Picaban piedra con el sol encima. A ratos, cuando el sol era menos caliente, cantaban como una cuerda de presos que conservaba dentro de las secas gargantas un misterioso destello de alegría. De cuando en cuando echaban abajo un pino y si las rocas eran demasiado grandes hacían estallar barrenos. Picaban piedra, silenciosos a ratos, renegando otros. Con la esperanza del mediodía por la mañana —a mediodía se sacan las fiambreras y la bota de vino, se come y se puede dormir un poco a la sombra de la apisonadora o bajo un árbol—, esperando la tarde, el fin de la jornada… Trabajaban cuando de pronto el pico de uno de ellos tropezó con algo que le pareció raro. Se paró y miró. Cogió la tierra entre sus manos. Eran huesos, huesos de persona. Un esqueleto con tierra pegada a los costillares. Todos dejaron el trabajo para agruparse y mirar: «¡Coño! ¡Qué tío más largo!»

El Monegro respira hondo y contempla un momento las olas. Son altas, poderosas, blancas. Es decir, sus crestas son muy blancas, pero el agua que las forma está tan turbia o más que la del Torrente cuando baja lleno después de las primeras lluvias del otoño. Daniel escupe en sus manos y se mete de nuevo en la zanja. La tierra removida, suelta, le tapa los tobillos. Está fría y él siente su humedad sobre la piel recalando sus alpargatas, sus calcetines. Es una tierra blanda, suelta, negra, mezclada con piedrecitas pequeñas y pedazos de arcilla, con huesos. Tierra de muertos. Húmeda, bien alimentada.

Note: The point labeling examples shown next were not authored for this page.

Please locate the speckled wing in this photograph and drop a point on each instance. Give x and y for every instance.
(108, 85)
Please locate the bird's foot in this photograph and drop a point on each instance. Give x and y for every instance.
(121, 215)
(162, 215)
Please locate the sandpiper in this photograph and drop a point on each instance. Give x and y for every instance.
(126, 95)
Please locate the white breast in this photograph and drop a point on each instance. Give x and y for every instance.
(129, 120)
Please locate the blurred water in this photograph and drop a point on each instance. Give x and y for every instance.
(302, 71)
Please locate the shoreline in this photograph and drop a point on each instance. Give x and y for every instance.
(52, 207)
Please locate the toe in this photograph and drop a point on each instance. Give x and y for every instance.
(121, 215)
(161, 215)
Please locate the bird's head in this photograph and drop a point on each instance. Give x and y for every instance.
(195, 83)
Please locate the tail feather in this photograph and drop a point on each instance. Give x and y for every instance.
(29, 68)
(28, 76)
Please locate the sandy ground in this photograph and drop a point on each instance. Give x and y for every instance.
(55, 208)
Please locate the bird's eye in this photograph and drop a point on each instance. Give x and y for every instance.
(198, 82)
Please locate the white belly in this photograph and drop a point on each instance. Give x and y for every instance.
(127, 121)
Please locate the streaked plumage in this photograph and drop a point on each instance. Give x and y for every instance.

Antes del alba encontraron al tío Blas. Estaba junto al regueral, tieso y frío de la serena.

La madre de Daniel, legañosa, borrachona, lloriqueando de miedo, le decía: «Vete, hijo, vete. No nos pierdas. Vete monte abajo. Tira la navaja. Tírala en una poza.»

El tío Blas tenía los ojos abiertos y de la boca le rezumaba un líquido negro. El agua que corría por la acequia era clara y limpia. Se veían a través de ella las piedrecitas del fondo.

Su madre tuvo la culpa de que él escapase tan pronto; si no, todo el dinero que guardaba el tío Blas enterrado bajo el álamo hubiera sido para él. Pero su madre lo hizo huir y entonces la gente comenzó, a sospechar. Y lo persiguieron.

Del pueblo llega el tañido de las campanas. Tocan a misa.

Hay tres monjas que cuidan la iglesia y los días de cutio enseñan a leer a los párvulos —Sor Margarita, Sor Sebastiana, Sor Adela— tres monjas que también saben poner inyecciones. Sor Sebastiana es la más vieja, la que toca la campana avisando que la misa va a empezar. Tiene muchos años y está sorda. Sólo sirve para tirar temblorosamente de la cuerda de las campanas y plisar paños de altar con un plisado antiguo que ella sabe hacer sin mirar, moviendo rápidamente sus dedos, amarillos.